White Nose Syndrome
Pseudogymnoascus destructans (Pds) is the causative agent of White Nose Syndrome (WNS) in North American bat species, which has been wreaking havoc on bat populations throughout the United States and Canada.
First documented in Albany, NY in 2006, WNS has now been confirmed in 23 states and 7 Canadian provinces. The namesake of this disease is the white, fuzzy fungal growth on the muzzle of infected bats, however, the infection spans the entire body of the bat, most notably on the wings, where degradation is very prominent and destructive, leading to dehydration, fat depletion and more frequent arousals from hibernation.

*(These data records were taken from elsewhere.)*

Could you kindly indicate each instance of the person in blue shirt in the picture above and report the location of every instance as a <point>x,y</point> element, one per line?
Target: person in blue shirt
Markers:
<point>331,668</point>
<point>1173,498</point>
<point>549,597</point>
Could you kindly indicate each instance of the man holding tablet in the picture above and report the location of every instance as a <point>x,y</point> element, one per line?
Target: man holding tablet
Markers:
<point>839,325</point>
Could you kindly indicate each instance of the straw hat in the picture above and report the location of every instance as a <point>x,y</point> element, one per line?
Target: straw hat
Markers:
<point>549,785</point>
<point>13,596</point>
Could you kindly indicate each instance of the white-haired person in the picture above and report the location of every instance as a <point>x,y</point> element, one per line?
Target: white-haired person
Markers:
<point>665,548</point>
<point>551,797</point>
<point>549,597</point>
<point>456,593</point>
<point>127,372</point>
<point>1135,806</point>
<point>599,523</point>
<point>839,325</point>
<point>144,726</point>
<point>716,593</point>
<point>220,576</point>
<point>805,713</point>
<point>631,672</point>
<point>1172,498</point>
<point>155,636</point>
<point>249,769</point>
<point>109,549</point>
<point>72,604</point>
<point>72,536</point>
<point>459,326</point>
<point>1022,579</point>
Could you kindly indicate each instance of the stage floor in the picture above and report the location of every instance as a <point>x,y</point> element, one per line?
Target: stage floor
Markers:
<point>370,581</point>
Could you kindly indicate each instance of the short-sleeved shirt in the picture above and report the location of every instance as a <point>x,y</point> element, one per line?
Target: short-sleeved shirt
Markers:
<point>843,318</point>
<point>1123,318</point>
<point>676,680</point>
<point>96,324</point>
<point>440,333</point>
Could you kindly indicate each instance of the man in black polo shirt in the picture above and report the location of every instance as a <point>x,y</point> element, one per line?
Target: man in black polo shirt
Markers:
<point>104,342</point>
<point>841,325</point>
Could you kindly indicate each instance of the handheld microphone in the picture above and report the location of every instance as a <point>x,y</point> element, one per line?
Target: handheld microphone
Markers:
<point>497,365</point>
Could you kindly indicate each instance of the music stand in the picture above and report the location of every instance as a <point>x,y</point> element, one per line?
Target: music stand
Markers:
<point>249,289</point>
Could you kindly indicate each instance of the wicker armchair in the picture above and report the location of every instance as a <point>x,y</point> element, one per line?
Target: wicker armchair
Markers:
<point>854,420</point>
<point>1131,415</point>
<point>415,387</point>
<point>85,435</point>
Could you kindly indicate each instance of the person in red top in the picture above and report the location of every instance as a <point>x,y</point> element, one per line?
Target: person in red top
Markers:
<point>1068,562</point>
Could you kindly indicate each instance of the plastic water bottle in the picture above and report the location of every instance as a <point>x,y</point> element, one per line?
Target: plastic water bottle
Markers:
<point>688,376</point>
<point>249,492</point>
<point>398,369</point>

Click here for more background information on White Nose Syndrome and Pseudogymnoascus destructans
Research: Pseudogymnoascus destructans and the Alternative Host Hypothesis
Fungi that infect mammals are notoriously opportunistic. The Alternative Host Hypothesis (Casadevall et al. 2003) classifies these fungal opportunists as environmental pathogenic fungi (EPF) due to their ability to persist in both the environment and on host species. Cryptococcus neoformans, a basidiomycete yeast, is used as a model to explain the Alternative Host Hypothesis. In this model, Casadevall et al. (2003) identifies “dual use virulence genes”. As their name suggests, these genes serve a dual function for the fungus. Primarily, these genes allow for survival of the fungus in the environment, however, these same genes also happen to have a major impact on its ability to infect a host organism. The pathogenic capabilities provided by these genes may be attributed to common environmental pressures placed on the fungus, such as, in the case of C. neoformans, predatory amoebas, nematodes and slime molds in the soil.

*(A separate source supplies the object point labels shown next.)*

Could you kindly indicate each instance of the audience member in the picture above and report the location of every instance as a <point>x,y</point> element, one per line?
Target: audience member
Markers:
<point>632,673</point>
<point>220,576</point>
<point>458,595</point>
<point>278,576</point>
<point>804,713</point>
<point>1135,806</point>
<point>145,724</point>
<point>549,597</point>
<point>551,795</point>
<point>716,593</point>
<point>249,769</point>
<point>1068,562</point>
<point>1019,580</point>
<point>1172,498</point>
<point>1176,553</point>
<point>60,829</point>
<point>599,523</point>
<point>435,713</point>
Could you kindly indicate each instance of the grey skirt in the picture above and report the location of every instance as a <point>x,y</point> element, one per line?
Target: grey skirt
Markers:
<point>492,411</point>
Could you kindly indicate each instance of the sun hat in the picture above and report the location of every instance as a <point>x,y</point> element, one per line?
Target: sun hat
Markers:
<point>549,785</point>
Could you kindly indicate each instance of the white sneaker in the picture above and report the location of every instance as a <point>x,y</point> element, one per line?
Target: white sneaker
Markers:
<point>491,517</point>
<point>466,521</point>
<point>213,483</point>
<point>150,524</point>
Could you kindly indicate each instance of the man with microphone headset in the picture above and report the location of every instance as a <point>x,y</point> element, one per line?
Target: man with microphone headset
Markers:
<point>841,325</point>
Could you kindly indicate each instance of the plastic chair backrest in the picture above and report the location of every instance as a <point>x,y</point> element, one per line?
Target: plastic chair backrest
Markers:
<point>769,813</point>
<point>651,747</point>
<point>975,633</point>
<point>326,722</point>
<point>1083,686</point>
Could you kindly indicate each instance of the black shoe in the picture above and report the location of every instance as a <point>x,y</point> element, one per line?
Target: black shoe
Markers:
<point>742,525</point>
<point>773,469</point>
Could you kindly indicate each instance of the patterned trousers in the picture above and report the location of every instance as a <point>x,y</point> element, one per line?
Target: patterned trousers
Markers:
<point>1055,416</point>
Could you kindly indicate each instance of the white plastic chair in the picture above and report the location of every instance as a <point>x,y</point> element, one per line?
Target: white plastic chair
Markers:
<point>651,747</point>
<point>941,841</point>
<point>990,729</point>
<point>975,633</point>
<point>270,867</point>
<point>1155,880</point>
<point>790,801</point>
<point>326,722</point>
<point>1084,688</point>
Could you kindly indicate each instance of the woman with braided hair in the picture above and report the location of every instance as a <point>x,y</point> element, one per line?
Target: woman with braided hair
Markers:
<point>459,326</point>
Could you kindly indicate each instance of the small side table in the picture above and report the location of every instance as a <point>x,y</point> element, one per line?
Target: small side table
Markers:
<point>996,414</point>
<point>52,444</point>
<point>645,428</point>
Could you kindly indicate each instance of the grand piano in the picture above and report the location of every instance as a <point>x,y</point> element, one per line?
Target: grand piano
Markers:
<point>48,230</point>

We hypothesized that P. destructans would fit the model of an Environmental Pathogenic Fungus (EPF), showing the ability to grow saprophytically in an environment it shares with its bat host (i.e. cave walls, soil, cave plants). Both C. neoformans and species in the genus Pseudogymnoascus have been co-isolated from moss in polar regions (Arenz et al. 2006). Growing the moss Polytrichum commune in vitro, I was able to show the ability of P. destructans to successfully colonize and reproduce on the living moss tissue in vitro. Our results supported the hypothesis that P. destructans does not need a bat host to survive and reproduce, and that it could fall under the definition of an EPF.
My next task was to attempt to identify potential virulence genes in P. destructans by using BLAST to compare amino acid sequences of the already identified C. neoformans dual use virulence genes with the genome of P. destructans, which is openly available on the Broad Institute database. Three dual use virulence genes had very high matches with the P. destructans genome: urease, superoxide dismutase, and aspartyl protease. To my knowledge, this is the first publication elucidating potential virulence genes in this organism.
I conducted this research while attending Lock Haven University for my BS in Biology, in the lab of Dr. Barrie Overton. A nice write up on his lab and research can be found in the My Haven Alumni magazine published for the Spring of 2014, as well as in this newsletter from the gantdaily.com
Arenz, B.E., B.W. Held, J.A. Jurgens, R.L. Farrell, and R.A. Blanchette. 2006. Fungal diversity in soils and historic wood from the Ross Sea Region of Antarctica. Soil Biology & Biochemistry, 38:3057–3064.
Casadevall, A., J.N. Steenbergen, and J.D. Nosanchuk. 2003. ‘Ready-made’ virulence and ‘dual use’ virulence factors in pathogenic environmental fungi—the Cryptococcus neoformans paradigm. Current Opinion in Microbiology, 6: 332–337.